Mi propuesta: "Pronto aparecen/nacen otras asociaciones [...] enseguida rebasadas por un Consejo nacional de las Mujeres belgas que Marie Popelin acaba por 
*instaurar/fundar*
*levantar*/*erigir* (esto remitiría más bien a un edificio)
*poner en pie* (lit.).

Agradecería vuestra opinión y conocimientos.

Un saludo
Wuppie


----------



## jprr

¿montar?
¿organizar?
¿armar?


----------



## WUPPIE

Hola, gracias por tu respuesta, Jprr.
Quizá organizar. "Acaba de organizar..." Pero aún me siento insegura. 
Voy a esperar otras respuestas... si llegan.
Un saludo
Wuppie


----------



## Gévy

Bonjour,

Personnellement je dirais : montar.

Bisous,

Gévy


----------



## WUPPIE

Gracias, Gévy.
Creo que en este caso no corresponde con el contexto.
Un beso
Wuppie


----------



## Cintia&Martine

Buenas noches, bonne nuit,

- crear

Au revoir, hasta luego


----------



## WUPPIE

Cintia, buenos días.

  Es eso, precisamente. Es *crear *lo que mejor viene a la imagen.
  Está resuelto el tema.

Muy agradecida
  Wuppie


----------



## jprr

WUPPIE said:


> Es *crear *lo que mejor viene a la imagen.


No lo creo.


> _"D'autres associationes voient bientôt le jour,_ [...] bientôt _coiffées_  por un Conseil national des Femmes belges que Marie Popelin finit par *mettre sur* *pied *en 1905".

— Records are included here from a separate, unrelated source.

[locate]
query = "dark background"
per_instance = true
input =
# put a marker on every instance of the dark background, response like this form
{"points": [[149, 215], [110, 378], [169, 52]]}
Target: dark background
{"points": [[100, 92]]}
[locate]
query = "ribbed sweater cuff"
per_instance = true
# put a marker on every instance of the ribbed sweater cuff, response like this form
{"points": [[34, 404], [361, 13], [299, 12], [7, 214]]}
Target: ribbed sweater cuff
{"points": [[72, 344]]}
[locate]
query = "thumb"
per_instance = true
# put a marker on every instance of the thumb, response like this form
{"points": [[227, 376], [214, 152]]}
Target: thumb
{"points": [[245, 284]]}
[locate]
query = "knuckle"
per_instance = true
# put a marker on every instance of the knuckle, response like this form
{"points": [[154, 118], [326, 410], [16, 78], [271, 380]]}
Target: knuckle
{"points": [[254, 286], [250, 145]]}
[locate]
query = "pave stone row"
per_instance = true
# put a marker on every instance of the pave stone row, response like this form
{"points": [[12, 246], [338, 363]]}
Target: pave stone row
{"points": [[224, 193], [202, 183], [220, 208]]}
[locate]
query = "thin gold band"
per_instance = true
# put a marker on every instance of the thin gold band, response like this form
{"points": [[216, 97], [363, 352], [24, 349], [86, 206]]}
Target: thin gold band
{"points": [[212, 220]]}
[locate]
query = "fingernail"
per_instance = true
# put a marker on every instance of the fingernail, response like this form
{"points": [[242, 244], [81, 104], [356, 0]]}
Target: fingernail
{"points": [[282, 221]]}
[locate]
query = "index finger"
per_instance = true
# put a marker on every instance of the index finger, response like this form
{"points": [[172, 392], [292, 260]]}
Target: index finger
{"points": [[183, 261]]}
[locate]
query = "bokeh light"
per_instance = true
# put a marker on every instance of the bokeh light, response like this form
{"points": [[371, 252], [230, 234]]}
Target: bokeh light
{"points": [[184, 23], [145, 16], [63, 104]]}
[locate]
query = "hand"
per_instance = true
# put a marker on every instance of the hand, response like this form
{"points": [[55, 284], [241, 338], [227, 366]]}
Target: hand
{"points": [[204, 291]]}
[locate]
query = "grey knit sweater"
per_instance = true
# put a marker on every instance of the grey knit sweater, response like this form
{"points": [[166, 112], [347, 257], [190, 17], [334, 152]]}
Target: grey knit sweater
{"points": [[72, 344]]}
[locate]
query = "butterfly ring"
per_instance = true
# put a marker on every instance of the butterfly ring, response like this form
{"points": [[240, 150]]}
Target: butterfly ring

Para mi, en la ocasión "mettre sur pieds" me evoca más amasar los ingredientes del pastel o montar los elementos del mueble que producir algo de la nada.
Después, vos sabrás.


----------



## WUPPIE

Hola, Jprr: Creo que no te he entendido bien.

¿Se trata de que no te parece adecuada la respuesta de Cintia? "¿Crear una Asociación"?
  A mí me parece lo mejor, dicho así, en esa frase y en ese contexto.
  El "organizar" que me apuntaste, y que no deseché, era una acepción que indicaba un proceso, el de organizar la Asociación. Desde luego, parece que crear es sacar algo de la nada, pero es como más rápido. Creo que la cosa estaría entre fundar y crear.

 Gracias por tu intervención (¿Me explicas qué es lo que no crees?)
W.


----------



## jprr

WUPPIE said:


> ...
> ¿Se trata de que no te parece adecuada la respuesta de Cintia? "¿Crear una Asociación"?


No es que me parezca _indadecuada_, pero no explica lo que pasó, y por lo tanto no estoy conforme con que esté lo mejor posible. 
Además...para mi crear o fundar es hacer a partir de (casi) nada, y de eso *no* se trata. [/quote]


> El "organizar" que me apuntaste, ... indicaba *un proceso*, el de organizar la Asociación.


¡Justamente! ¿Qué dice (de otra manera) tu frase?
1- pronto nacen / brotan otras asociasiones.
2- al poco tiempo Marie Popelin "met sur pieds" "un Conseil national des Femmes belges" que "coiffe" (encabeza/dirige) dichas asociasiones...

Por eso decía yo que tenía todos los ingredientes a mano para hacer la masa  *y es lo que hizo*, eso sí.

Espero me entiendas mejor.


----------



## WUPPIE

Sí, Jprr, te he entendido muy bien ahora, con lo de la masa.

Te lo agradezco de verdad.
Wuppie
 ¡Y además por el "encabezadas"!


----------